Nunca quise tener una casa, siempre quise tener un patio. Alguna vez tuve un hogar en donde después de comer arroz con leche, abría la puerta para ir a jugar al patio. Mi territorio embaldosado era inmensamente pequeño, con sombra de toldo y olor a Flit en los veranos y un deseado sol de mediodía durante los inviernos. Allí entraban, únicamente para mí, la pampa con todas sus vacas, un territorio de Apaches, un autódromo con truenos naranjas y un estadio de fútbol narrado por un relator que manipulaba jugadores con forma de botones. 

Entre los objetos que habitaban aquel espacio había claros símbolos de encierro, celdas de barro y alambre para plantas y aves de bellos colores. Lo que más me apenaba de los seres vivos atrapados era su dependencia. Su pasiva espera a ser regados o colmados sus comederos con alpiste era un fiel reflejo del triste destino de aquellos que viven atados a la voluntad de un amo. 

Mucho tiempo antes de que una educación cartesiana me enseñara a subestimar al reino animal y vegetal por su incapacidad de pensar, ya me habían conmovido los helechos quemados por heladas o la muerte de decenas de canarios castigados por una peste de la cual no pudieron escapar a pesar de sus alas. Había aprendido tempranamente que los potus no son adornos ni los perros mascotas. Un jazmín apresado en una lata fue mi planta de naranja lima. 

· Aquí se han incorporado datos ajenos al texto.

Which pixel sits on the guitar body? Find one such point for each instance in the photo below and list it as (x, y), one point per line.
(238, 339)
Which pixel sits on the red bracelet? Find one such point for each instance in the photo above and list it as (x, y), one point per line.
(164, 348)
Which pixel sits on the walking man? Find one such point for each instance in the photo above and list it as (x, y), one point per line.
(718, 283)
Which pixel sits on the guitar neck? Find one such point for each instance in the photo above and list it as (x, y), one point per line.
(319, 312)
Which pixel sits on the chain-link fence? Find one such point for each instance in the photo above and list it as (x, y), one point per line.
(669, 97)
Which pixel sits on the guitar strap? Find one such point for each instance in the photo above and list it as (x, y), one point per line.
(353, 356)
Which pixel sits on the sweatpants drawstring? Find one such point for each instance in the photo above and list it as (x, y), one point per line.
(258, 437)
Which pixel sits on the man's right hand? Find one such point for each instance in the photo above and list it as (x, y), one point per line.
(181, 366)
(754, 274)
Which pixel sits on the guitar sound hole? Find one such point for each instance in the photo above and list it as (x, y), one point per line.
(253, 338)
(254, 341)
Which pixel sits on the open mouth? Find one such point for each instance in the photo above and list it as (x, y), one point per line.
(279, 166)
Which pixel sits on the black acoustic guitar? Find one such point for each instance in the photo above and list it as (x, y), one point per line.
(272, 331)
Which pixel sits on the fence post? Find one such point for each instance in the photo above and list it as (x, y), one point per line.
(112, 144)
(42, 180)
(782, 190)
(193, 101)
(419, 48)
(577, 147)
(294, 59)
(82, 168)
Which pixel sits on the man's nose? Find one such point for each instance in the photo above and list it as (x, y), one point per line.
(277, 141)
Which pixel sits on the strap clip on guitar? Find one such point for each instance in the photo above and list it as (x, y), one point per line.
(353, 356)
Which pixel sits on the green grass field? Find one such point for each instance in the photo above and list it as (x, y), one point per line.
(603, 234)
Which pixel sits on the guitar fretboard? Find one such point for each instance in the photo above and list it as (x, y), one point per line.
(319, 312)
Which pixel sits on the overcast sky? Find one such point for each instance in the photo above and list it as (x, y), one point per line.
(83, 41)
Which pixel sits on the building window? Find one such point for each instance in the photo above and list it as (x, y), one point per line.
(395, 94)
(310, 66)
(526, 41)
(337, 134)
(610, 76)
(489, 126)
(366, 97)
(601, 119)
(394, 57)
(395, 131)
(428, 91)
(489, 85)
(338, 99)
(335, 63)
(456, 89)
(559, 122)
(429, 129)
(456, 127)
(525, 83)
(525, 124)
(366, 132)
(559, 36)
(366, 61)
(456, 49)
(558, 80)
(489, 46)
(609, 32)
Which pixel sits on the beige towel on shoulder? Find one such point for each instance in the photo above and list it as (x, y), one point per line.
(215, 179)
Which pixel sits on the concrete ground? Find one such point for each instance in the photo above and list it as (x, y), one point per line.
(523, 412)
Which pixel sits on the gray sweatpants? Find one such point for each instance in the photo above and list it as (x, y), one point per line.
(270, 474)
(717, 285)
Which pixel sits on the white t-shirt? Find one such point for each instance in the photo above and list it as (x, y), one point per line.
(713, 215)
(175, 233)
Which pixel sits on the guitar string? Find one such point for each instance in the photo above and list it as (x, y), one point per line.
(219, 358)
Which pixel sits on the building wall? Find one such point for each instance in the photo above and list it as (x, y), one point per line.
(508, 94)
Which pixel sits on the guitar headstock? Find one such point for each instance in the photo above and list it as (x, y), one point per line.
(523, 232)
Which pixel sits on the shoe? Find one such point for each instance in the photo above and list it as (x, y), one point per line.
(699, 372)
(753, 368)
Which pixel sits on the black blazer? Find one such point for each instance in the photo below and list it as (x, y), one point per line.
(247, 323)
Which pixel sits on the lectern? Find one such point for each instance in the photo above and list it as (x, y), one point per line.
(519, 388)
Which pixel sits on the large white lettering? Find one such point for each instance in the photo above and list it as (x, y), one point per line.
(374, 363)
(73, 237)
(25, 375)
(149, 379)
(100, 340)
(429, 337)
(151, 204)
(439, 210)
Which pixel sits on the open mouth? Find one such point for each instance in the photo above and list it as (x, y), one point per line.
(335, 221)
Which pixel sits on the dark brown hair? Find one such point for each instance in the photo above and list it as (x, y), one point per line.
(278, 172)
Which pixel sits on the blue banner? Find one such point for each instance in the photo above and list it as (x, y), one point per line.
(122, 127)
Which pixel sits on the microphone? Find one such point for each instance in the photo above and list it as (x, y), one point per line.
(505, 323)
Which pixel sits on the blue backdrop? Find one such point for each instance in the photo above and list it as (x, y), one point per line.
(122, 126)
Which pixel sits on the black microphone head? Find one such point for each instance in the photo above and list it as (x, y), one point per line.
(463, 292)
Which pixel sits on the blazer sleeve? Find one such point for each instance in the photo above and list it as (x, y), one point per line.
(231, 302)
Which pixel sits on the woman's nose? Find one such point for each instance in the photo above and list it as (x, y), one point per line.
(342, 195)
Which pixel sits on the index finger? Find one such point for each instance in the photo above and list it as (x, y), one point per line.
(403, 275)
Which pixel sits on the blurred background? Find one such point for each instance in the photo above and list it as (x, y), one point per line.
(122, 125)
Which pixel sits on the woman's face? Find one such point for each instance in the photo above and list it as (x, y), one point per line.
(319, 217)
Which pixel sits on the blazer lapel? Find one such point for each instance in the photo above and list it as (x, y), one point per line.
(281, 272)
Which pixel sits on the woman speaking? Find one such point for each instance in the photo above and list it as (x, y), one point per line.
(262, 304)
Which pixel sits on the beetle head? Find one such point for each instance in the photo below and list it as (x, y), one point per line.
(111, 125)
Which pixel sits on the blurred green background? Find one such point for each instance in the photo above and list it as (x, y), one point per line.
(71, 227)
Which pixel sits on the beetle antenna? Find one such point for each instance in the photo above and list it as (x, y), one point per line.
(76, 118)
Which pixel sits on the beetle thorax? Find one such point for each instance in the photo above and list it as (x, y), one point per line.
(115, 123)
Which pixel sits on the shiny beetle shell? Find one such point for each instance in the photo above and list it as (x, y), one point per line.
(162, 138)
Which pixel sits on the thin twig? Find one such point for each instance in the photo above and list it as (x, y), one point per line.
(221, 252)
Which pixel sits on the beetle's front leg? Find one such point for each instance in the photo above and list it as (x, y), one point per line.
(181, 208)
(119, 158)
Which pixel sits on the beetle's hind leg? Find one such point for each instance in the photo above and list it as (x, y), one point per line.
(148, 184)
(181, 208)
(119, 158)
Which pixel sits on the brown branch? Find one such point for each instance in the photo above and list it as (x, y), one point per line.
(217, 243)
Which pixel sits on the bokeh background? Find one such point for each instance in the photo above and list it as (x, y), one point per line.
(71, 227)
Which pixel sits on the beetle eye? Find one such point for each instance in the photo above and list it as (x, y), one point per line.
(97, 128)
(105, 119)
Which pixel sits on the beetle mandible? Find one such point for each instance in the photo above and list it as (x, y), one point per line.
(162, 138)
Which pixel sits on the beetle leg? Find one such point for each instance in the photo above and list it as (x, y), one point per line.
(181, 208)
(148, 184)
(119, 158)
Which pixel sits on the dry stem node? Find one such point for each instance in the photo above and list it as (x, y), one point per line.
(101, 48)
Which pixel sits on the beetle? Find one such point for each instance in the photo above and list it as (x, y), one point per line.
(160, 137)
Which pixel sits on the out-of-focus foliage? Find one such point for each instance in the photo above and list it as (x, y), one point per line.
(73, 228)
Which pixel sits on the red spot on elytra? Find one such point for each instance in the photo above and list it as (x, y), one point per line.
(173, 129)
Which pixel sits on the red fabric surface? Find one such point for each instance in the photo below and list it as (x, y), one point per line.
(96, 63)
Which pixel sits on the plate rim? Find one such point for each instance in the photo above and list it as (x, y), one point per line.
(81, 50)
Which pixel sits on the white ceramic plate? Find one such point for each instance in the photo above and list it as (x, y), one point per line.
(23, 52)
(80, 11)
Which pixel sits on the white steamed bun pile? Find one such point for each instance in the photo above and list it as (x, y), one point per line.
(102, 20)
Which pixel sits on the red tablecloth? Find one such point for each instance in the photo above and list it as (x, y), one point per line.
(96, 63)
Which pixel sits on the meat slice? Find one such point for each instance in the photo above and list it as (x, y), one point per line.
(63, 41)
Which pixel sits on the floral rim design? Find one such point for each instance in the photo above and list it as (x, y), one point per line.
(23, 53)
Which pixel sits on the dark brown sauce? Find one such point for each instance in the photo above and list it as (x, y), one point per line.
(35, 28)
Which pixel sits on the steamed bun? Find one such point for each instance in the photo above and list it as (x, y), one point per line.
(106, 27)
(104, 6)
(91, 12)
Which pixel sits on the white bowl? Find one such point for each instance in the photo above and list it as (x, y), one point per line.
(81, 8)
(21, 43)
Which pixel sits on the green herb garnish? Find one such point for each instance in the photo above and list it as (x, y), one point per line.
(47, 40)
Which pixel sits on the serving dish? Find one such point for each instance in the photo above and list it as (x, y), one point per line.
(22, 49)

Mi amigo vivía a la espera de una mejor vida, "alguna vez nos mudaremos a una casa con jardín y lo vamos a trasplantar', era el eterno sueño de mi madre. Para darle un corazón a mi compañero, colocaba entre sus ramas un reloj despertador, su tic tac espantaba los fantasmas del abandono y hacía más fluidas nuestras charlas. En diciembre lo vestíamos de árbol de navidad, el aroma de sus flores nos envolvía cual guirnaldas intangibles. 

Tal vez, crecer, consista en abrir nuevas puertas. No recuerdo haber cerrado ninguna, mucho menos haberle echado llave, tal vez para no darle la espalda al futuro, uno siente que el amor siempre nos espera adelante. En la calle conocí otras prisiones, fui víctima y testigo de barrotes de dinero y poder que limitan y atrofian existencias, confunden ser con tener, desear con poseer, amar con vigilar, contemplar con adquirir.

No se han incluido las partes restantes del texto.